In the year1219 AD, while Alauddin was actively trying to destabilise the whole Muslim world by inciting neighbouring Muslim kingdoms and willing to attack even Baghdad, Genghis Khanthe valiant Mongol Emperor had extended his empire to northern China and eastern Europe. Their only common border was Utrar, a frontier town in Khwarizm. Realising that Alauddin had a vast empire and was a powerful King, Genghis Khan decided to cultivate friendly relations with him. He sent a letter and gifts suggesting trade and good-neighbourly relations. Alauddin was pleased by this and sent some expensive gifts in reciprocation. Genghis Khan then sent a caravan of about 400 Muslim traders to Khwarizm, which stopped at Utrar. The governor of Utrar, Ainalgaq, was Alauddin’s uncle. When he saw all the valuable goods and the beautiful horses, he lost all sense of reality and thought only of getting hold of the goods. He falsely informed Alauddin that the traders were actually spies in disguise and should not be allowed to proceed. Alauddin, stupidly and without thinking out the consequences, ordered all the traders to be killed. Ainalgaq complied and confiscated all the goods. One trader survived, as he had been away from the camp at the time. He went back and informed Genghis Khan. Nontheless the Mongol emperor still showed tolerance and sent an emissary to Alauddin, asking him to either punish the governor for his mischief or to hand him over for dispensing justice. Alauddin , in his arrogance, had the emissary murdered. Genghis Khan sent yet another emissary, who complained about violation of diplomatic norms and Khwarizm’s stooping to disgraceful acts. This emissary was also killed. When news of this reached Genghis Khan, he is reported to have gone to a nearby hill, raised his hands towards the sky and said: “O Creator of this world, Alauddin is not a king. He is a thief. He has violated all norms of diplomacy. Please give me the strength to destroy him.” Alauddin, possessing an army of almost 500,000 soldiers and horses, sent troops to Utrar, Bokhara and Samarqand to protect them but the Mongol army swept aside all resistance like a whirlwind and wiped out each and every living soul in these cities.
The most unfortunate aspect of this episode is the fact that the Caliph Al-Nasir was indulging in intrigues against Khwarizm Shah and encouraging the Mongols to attack Khwarizm.

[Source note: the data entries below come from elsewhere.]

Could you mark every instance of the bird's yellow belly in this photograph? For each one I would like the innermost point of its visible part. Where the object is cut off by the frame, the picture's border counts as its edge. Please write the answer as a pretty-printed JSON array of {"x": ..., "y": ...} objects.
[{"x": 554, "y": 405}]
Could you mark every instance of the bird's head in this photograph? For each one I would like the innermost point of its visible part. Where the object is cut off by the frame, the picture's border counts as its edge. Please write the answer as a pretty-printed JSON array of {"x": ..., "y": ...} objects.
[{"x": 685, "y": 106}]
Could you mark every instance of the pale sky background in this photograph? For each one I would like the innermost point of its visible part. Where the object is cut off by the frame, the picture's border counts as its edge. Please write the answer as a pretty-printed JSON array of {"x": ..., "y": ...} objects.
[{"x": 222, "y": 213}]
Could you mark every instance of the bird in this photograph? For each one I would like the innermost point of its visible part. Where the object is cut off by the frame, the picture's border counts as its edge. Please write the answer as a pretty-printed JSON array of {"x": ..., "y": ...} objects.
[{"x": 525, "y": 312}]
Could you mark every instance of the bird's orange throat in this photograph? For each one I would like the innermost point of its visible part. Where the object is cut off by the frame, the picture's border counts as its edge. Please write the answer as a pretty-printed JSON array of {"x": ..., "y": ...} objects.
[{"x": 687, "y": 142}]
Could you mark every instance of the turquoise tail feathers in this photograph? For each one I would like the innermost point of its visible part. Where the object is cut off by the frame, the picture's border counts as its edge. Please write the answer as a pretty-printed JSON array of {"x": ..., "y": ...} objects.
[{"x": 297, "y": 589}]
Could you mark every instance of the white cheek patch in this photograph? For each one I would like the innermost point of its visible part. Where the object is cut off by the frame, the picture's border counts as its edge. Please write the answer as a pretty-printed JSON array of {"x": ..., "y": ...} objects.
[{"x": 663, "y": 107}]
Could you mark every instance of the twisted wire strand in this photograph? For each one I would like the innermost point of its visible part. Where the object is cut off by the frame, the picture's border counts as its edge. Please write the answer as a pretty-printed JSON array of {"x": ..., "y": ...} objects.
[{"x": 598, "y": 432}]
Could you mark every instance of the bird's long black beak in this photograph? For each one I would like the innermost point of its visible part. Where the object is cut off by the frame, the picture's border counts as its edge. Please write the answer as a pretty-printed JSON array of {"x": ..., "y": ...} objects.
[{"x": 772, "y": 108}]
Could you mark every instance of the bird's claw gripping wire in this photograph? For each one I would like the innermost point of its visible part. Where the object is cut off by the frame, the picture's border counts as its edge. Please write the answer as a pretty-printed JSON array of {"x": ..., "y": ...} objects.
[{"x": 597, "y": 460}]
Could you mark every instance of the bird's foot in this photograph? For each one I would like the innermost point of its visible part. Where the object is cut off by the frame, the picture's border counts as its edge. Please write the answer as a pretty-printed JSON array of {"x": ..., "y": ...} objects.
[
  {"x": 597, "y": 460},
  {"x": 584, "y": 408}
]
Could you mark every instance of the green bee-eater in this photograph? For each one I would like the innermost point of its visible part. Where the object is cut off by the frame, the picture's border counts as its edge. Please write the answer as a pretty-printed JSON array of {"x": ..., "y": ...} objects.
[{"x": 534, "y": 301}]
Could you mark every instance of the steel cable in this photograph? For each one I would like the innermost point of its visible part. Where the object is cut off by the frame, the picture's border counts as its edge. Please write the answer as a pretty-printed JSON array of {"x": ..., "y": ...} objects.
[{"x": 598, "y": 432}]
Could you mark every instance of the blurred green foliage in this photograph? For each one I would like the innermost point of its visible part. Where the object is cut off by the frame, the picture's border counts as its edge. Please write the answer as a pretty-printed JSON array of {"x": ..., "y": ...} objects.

Instead of forming a united front with Khwarizm Shah and Shamsuddin Altamash, king of India, Al-Nasir refused to help Jalaluddin, Alauddin’s valiant son who had taken command of the available troops and put up stiff resistance to Genghis Khan for years. He was finally cornered on the bank of the river Indus and when he saw no way out, he and a few colleagues leapt into the river on horseback and swam to the other side. It is said that he was finally murdered by a Kurd whose brother had been slain by Khwarizmi soldiers. Thus were sown the seeds of the destruction of the Islamic Empire. Due to a last-minute change in plans by the Mongol emperor, Altamash of India was saved from Mongol wrath. In 1259 A.D. the last Caliph, Mustasim, was trampled to death by galloping horsemen on the orders of Genghis Khan’s grandson Hulagu Khan– history had taken its revenge. According to historians, the Mongols massacred more than 10 million Muslims in Bukhara, Merv, Samarqand, Bamiyan, Nishapur and Baghdad. Muslim disunity resulted in the total destruction of various kingdoms and subsequent colonialisation, first by the Mongols and then by the Russians and Europeans.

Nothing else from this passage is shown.